Even if we were to determine that guideline 2.B.2.a is ambiguous, we would not be compelled to adopt Woolridge Carter's argument because comments to the sentencing guidelines "are merely advisory, not binding." Id. ; see also Asfaha v. State , 665 N.W.2d 523, 526 (Minn. 2003). Consequently, "guideline comments cannot be relied upon to create an exception to ... a clear and unambiguous guideline provision." State v. Rouland , 685 N.W.2d 706, 708 (Minn. App. 2004) (citing State v. Notch , 446 N.W.2d 383, 385-86 (Minn. 1989) ). To interpret guideline 2.B.2.a to require a conviction in all prior cases would be inconsistent with the plain language of the guideline, which allows the assignment of one custody-status point if there was a guilty plea or a guilty verdict but not a conviction. Thus, the "after conviction of" language in the first sentence of comment 2.B.205 does not require a conviction in all prior cases that give rise to one custody-status point under guideline 2.B.2.a.
Woolridge Carter also relies on a prior opinion of this court in which we concluded that a district court erred by assigning one custody-status point to a defendant who had committed his offense while on probation after a stay of adjudication. See State v. Roloff , 562 N.W.2d 29, 30-32 (Minn. App. 1997). But our opinion in Roloff was based on a prior version of the sentencing guidelines, which provided:
The offender is assigned one point if he or she was on probation, parole, supervised release, conditional release, or confined in a jail, workhouse, or prison following conviction of a felony or gross misdemeanor or an extended jurisdiction juvenile conviction, or released pending sentencing at the time the felony was committed for which he or she is being sentenced.
Minn. Sent'g Guidelines II.B.2 (1996) (emphasis added). That guideline no longer is in effect; it has been replaced by a much longer and more complex guideline, some of which is quoted above. Compare Minn. Sent'g Guidelines II.B.2 (1996) with Minn. Sent'g Guidelines 2.B.2.a (Supp. 2019). Because the guideline underlying the Roloff opinion has been amended, the Roloff opinion has been superseded and, thus, no longer reflects current law.
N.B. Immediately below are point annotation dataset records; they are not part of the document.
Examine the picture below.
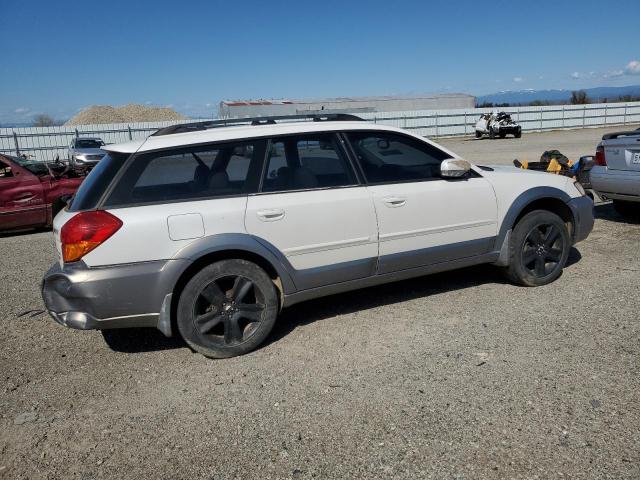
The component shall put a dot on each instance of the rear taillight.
(86, 231)
(600, 160)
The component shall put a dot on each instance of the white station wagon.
(210, 229)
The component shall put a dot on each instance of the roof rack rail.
(196, 126)
(632, 133)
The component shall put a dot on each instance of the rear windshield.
(87, 143)
(94, 186)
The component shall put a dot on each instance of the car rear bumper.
(615, 184)
(582, 209)
(122, 296)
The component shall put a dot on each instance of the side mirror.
(454, 168)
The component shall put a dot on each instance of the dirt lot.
(453, 376)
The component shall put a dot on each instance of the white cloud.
(613, 74)
(633, 67)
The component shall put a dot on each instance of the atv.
(497, 124)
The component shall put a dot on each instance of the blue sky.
(61, 56)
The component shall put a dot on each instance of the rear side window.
(306, 162)
(189, 173)
(389, 157)
(94, 186)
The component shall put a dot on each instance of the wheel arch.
(538, 198)
(215, 248)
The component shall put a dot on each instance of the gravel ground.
(573, 143)
(453, 376)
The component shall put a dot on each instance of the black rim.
(542, 250)
(228, 310)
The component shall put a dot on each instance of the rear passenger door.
(314, 210)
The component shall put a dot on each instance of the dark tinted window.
(88, 143)
(187, 173)
(93, 187)
(304, 162)
(5, 171)
(389, 157)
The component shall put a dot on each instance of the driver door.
(21, 198)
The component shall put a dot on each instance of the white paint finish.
(318, 227)
(624, 182)
(435, 213)
(185, 227)
(510, 182)
(144, 235)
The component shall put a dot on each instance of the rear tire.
(227, 309)
(627, 209)
(538, 250)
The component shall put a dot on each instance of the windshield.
(88, 143)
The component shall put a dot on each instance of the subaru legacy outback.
(208, 230)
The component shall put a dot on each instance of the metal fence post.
(541, 120)
(15, 141)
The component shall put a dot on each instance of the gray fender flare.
(517, 206)
(243, 242)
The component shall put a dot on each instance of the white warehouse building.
(264, 108)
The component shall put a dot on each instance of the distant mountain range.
(527, 96)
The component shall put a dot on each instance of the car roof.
(248, 132)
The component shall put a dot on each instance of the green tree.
(579, 98)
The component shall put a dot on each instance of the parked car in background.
(616, 173)
(86, 151)
(319, 207)
(497, 124)
(32, 192)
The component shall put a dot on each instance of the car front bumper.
(122, 296)
(582, 209)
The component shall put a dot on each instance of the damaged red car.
(33, 192)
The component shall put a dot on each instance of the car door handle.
(270, 215)
(24, 198)
(393, 202)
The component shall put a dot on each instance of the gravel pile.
(126, 113)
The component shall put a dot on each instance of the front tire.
(227, 309)
(539, 249)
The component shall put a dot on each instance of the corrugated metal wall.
(47, 142)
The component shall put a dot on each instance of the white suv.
(210, 229)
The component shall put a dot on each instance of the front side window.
(390, 157)
(189, 173)
(5, 171)
(306, 162)
(89, 143)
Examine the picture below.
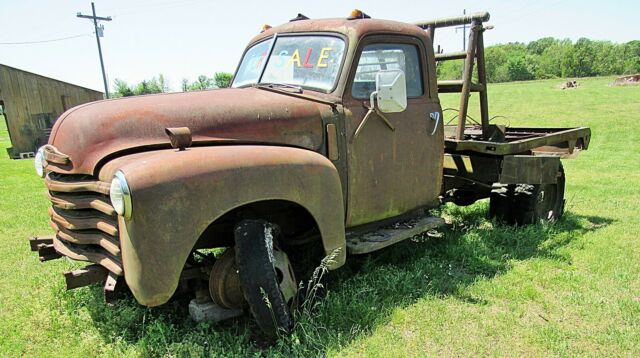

Thus, guideline 2.B.2.a instructs a district court to assign one custody-status point to a defendant who committed the present offense while on probation after pleading guilty to another felony charge, even if the prior guilty plea resulted in a stay of adjudication rather than a conviction. Therefore, the district court did not err by assigning Woolridge Carter one custody-status point.
DECISION
The evidence is sufficient to support the jury's verdict that Woolridge Carter is guilty of first-degree criminal sexual conduct. The district court did not err by assigning Woolridge Carter one custody-status point.